After conducting a variety of tests, Kalra determined that Morrisey has a genetic disorder (known as familial hypercholesterolemia) in which one gene that metabolizes cholesterol is abnormal. All the oatmeal and cardio in the world wouldn’t have made that gene do its job properly. And if left untreated, Morrisey’s high cholesterol could have been deadly.
Kalra says that people with familial hypercholesterolemia (FH) have 4-fold higher rates of heart attacks than those who don’t have FH, even at the same cholesterol levels. The genetic abnormality exposes them to high cholesterol levels since birth, so it’s more likely their arteries will harden and narrow.
“It is important to identify the genetic cause of high cholesterol because it’s more aggressive in terms of causing fatty buildup inside the arteries,” Kalra says. “It can lead to a higher rate of heart attack, stroke or death.”
Since the statin was causing Morrisey pain, Kalra tried a different approach. He prescribed a self-injectable drug called Repatha, belonging to a class of drugs called PCSK9 inhibitors. It’s typically used for people who’ve had a heart attack or stroke, but Kalra made sure that Morrisey’s insurance was able to process the claim. PCSK9 drugs have shown efficacy in lowering bad cholesterol (LDL-C) in patients with heterozygous familial hypercholesterolemia.
The drug is expected to lower Morrisey's cholesterol levels by an impressive 60 percent. She started taking the drug this summer and will see Kalra in late-2019 for a follow-up appointment. In the meantime, she is relieved to finally feel more in control of her health.

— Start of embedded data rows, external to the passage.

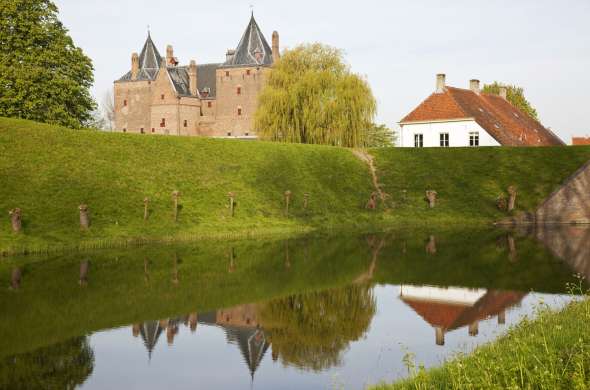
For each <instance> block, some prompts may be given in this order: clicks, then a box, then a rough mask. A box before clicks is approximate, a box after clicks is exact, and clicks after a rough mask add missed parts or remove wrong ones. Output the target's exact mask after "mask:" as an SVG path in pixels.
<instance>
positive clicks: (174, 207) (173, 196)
mask: <svg viewBox="0 0 590 390" xmlns="http://www.w3.org/2000/svg"><path fill="white" fill-rule="evenodd" d="M179 196H180V191H173V192H172V199H173V200H174V222H178V197H179Z"/></svg>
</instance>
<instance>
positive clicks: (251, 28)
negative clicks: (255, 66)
mask: <svg viewBox="0 0 590 390" xmlns="http://www.w3.org/2000/svg"><path fill="white" fill-rule="evenodd" d="M272 63H273V53H272V49H271V47H270V46H269V45H268V42H267V41H266V38H264V35H263V34H262V32H261V31H260V27H258V23H256V20H255V19H254V15H252V17H251V18H250V23H248V27H246V31H245V32H244V35H243V36H242V39H241V40H240V43H238V47H237V48H236V50H235V53H234V54H233V55H232V56H228V58H227V61H226V62H225V64H224V65H225V66H244V65H245V66H248V65H251V66H257V65H266V66H270V65H272Z"/></svg>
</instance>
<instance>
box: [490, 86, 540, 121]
mask: <svg viewBox="0 0 590 390" xmlns="http://www.w3.org/2000/svg"><path fill="white" fill-rule="evenodd" d="M500 87H505V88H506V100H508V101H509V102H510V103H512V105H514V106H515V107H516V108H518V109H519V110H521V111H522V112H524V113H526V114H528V115H529V116H530V117H532V118H534V119H536V120H539V116H538V114H537V110H536V109H535V108H534V107H533V106H532V105H531V103H530V102H529V101H528V100H527V99H526V97H525V96H524V89H523V88H522V87H518V86H516V85H508V84H503V83H500V82H498V81H494V82H493V83H492V84H486V85H484V87H483V92H486V93H493V94H496V95H499V94H500Z"/></svg>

Exploring the benefits of a ‘one-stop shop’ for patients
Kalra established the Advanced Lipid Clinic because he knows there are many people, like Morrisey, with uncontrolled high cholesterol. He describes the clinic as a “one-stop shop” for people with the following:
- Familial hypercholesterolemia and /or hypertriglyceridemia
- Family history of heart disease
- Non-statin alternatives for those with side effects or residual risk
- Low HDL cholesterol, metabolic syndrome
- High Lp(a) and genetic markers of CHD (coronary heart disease)
“What’s great about the clinic is that it allows us to prescribe other medications, besides statins, to help patients lower their cholesterol,” Kalra explains. “Patients will have opportunities to enroll in clinical trials. There’s a focus on prevention programs and dietary counseling, too.”
The clinic plans to offer an LDL apheresis service for patients with extremely high cholesterol values who don’t respond to medications alone. Apheresis uses a filtration machine that can filter out a patient’s bad lipids from their bloodstream.
Morrisey, for one, is grateful the clinic exists — and for Kalra’s expertise.
“It’s nice to know that you’re going to a cardiologist who specializes in your area of need,” she says. “Dr. Kalra is committed to doing everything he can to prevent me from having a heart attack or stroke.”